A wartime Accord roots out foreign agents. One attempts to escape their fate. Non-con mind control, enslavement, identity modification/erasure, interrogation, dystopian themes. ~2600 words.
He groaned as he pulled on the ropes binding his wrists -- muscles already sore from useless struggling in the interrogation chair as the chip was put in his head. The knots were tight, so he did what he was trained to do in situations like this -- pulling the rope fibres against the edges of his draconic scales, to weaken them to the point where he could snap them. It wasn't a comfortable thing to do, as the rope was thick enough that his scales began to loosen, but after a few minutes he yanked hard enough for it to give way.
"Why rope?" He muttered as he rolled onto his back and sat up to untie his ankles. "Advanced enough to have FTL and fucking mind chips, but they still throw me in a cell tied up with goddamn rope."
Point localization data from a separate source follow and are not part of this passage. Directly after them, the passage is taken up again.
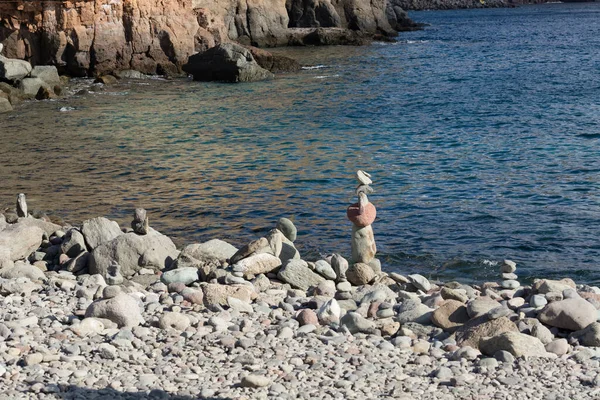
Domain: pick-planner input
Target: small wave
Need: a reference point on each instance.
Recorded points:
(311, 67)
(490, 263)
(414, 41)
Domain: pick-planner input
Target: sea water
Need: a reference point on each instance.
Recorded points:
(481, 132)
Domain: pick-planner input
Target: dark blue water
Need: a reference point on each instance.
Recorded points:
(482, 133)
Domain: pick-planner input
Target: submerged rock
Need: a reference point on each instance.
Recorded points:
(228, 62)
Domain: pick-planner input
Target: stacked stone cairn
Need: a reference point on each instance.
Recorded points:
(362, 215)
(96, 307)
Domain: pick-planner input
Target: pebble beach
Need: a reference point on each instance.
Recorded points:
(100, 311)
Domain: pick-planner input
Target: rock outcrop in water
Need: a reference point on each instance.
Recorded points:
(153, 36)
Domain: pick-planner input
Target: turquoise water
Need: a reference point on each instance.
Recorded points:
(481, 133)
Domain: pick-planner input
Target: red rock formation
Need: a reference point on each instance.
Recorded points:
(151, 36)
(95, 37)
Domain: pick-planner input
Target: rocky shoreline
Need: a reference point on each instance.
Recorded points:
(101, 311)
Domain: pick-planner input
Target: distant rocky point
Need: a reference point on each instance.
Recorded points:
(157, 37)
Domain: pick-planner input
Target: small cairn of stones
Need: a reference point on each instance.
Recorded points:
(362, 214)
(509, 278)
The dragon sat there to catch his breath for a minute, looking over his tattered diplomatic uniform. Anything he had that might help him -- his communication device, his pocket knife, hell, even his belt -- had been confiscated by the Avians that captured him. He knew why he'd been grabbed, as the Agent in the Accord Special Operations happily filled him in, along with every single mistake he'd made covering his tracks, and how that then led to everyone working with him being picked up as well. He did spare a thought for the Avian double agents he'd recruited over the past few months, but decided to not wonder what had most likely happened to them. He had to get out, first.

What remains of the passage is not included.